Each hiccup is hindsight Breath tossed out
in spasms of trickled trout Did you imagine
your lungs meat-totes drooling tar Bombay
blasted from its loaded nightjar You inherit
a country just like an addiction shifting to your
veins before you could learn how to trench
your blood The gardened swarm red valerian
flecking sorceries of hoverflies My grandfather’s
shadow bent over some logic or ledger
in stony devotion Light engraving on his kurta
the tiny joys of ashoka buds When I say
contain do I mean to shelter or to shut in?
The books were auctioned off to a besotted
truss of votarists My mother brought back
the cushion covers embroidered by cattle-breeders
Never to use only to touch on certain damp evenings
when the air would explode in histrionics of a thousand
wings Little pieties of Light Emeralds To lose is
always a euphemism for being stranded or stilled
in the middle of a memory that will not concede
to any obedience of closure or continuities
When Q died, the debris refused
any further diagnosis. I am Afghan
only when rug or opium. What count
-ry can be smoked into a signal-fire?
Praise be to the kabuliwallah, baby
alligator skins shirting chubby melons,
grandmotherly lapis flirting with new
cleavage. A hundred years will root
in a bed of brave turnips planted to
salt away a porch-full of daughters.
Empire red on our tongues, the goat
profaned to loiter before buzkashi.
The blue wave of Her veil stammering in
the clutch of a deep gust like a tired flag.
Next to her, a boy the size of a birthday
candle. Shoeless feet, cognac-tinseled
eyes. De veritatibus primis, hymned the
lapidary. There must be peace in knowing
that you can cut life from the grey mood of
any stone. The day after the first drone, his
body emptied the final palate of its dreams
in a dugout of blood-complexioned rocks.
Everything that is possible demands to exist.
In General Theory of Victims, François Laruelle asks: “[W]ho deserves to arise, who is able to?”
Suppose this thing we won’t name is just the patient magic of nymphing for trouts—the angler lured in mid-tongue & the rest of its body leaving water like a ghazal of light.

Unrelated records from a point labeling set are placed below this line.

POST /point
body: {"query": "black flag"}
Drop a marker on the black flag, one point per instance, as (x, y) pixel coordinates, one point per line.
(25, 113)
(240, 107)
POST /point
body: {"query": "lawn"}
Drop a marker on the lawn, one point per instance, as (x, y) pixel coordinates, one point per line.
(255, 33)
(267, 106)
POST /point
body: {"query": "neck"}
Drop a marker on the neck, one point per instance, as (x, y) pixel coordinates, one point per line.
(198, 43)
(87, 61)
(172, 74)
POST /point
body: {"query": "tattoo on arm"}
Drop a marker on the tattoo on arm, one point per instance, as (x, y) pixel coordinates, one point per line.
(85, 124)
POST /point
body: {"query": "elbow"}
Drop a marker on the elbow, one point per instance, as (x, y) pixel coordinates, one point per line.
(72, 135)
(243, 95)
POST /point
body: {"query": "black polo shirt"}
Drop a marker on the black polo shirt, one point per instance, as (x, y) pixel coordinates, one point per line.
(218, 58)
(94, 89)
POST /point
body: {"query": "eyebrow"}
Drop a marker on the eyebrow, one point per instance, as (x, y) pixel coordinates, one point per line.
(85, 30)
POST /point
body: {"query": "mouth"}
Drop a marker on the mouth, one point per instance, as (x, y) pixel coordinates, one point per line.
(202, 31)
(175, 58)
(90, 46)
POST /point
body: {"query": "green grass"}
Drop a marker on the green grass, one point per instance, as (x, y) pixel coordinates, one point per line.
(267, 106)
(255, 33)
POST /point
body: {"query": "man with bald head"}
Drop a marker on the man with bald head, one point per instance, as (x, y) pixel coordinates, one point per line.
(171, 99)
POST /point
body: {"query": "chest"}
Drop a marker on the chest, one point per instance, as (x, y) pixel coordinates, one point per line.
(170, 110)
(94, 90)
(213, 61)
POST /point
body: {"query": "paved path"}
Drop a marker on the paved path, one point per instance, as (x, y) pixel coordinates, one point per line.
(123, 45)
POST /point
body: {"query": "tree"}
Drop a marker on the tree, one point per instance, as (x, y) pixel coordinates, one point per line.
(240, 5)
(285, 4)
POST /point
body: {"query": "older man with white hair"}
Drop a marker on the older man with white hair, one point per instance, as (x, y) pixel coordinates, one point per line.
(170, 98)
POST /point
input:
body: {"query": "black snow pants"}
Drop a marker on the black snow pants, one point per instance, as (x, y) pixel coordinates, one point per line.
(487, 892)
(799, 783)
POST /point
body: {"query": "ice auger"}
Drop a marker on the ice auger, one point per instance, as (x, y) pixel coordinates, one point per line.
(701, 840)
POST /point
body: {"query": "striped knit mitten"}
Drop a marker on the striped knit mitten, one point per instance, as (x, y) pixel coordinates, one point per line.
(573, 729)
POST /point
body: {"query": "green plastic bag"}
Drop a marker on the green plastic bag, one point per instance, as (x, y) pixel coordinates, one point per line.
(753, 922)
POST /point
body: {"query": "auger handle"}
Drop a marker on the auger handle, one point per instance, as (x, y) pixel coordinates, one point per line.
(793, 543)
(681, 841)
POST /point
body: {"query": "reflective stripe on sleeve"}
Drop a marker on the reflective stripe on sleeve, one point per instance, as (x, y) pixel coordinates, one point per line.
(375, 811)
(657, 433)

Mine was a swift terror—a slippery amphibian in its practical spacing. Grew gills in the bathtub, flexed limbs in the bed. On some afternoons, it was a clique of wire-hangers asking to be unshaped, straightened into a quicker consequence.
In whichever tasteless city he threatened to abandon me throughout the trip, I often did find at least one animal of unashamed flaunting. Some thin leak of sulfur blurring the pelt of roads.
Propped against a harem of pillows, negotiating with the bone spur to pull back some of its flames from my spine, I burrow into a pdf about fibromyalgia. Differential diagnosis. Meaning your pain labours under a pseudonym. Meaning something is hunting you from within with a wolfpack of newly readied teeth.
Scherezade Siobhan is a psychologist, community catalyst, and a writer. She is the author of three books—Bone Tongue (Thought Catalog Books, 2015), Father, Husband, (Salopress UK), & The Bluest Kali (Lithic Press, 2018). She is the creator and curator of The Mira Project, a global dialogue on women’s mental health, gendered violence, and street harassment. She is the founder and Chief Therapist at The Talking Compass—a therapeutic practice created to provide affordable mental health help for people. She can be found squeeing about militant bunnies at @zaharaesque on twitter/fb/IG and at her website.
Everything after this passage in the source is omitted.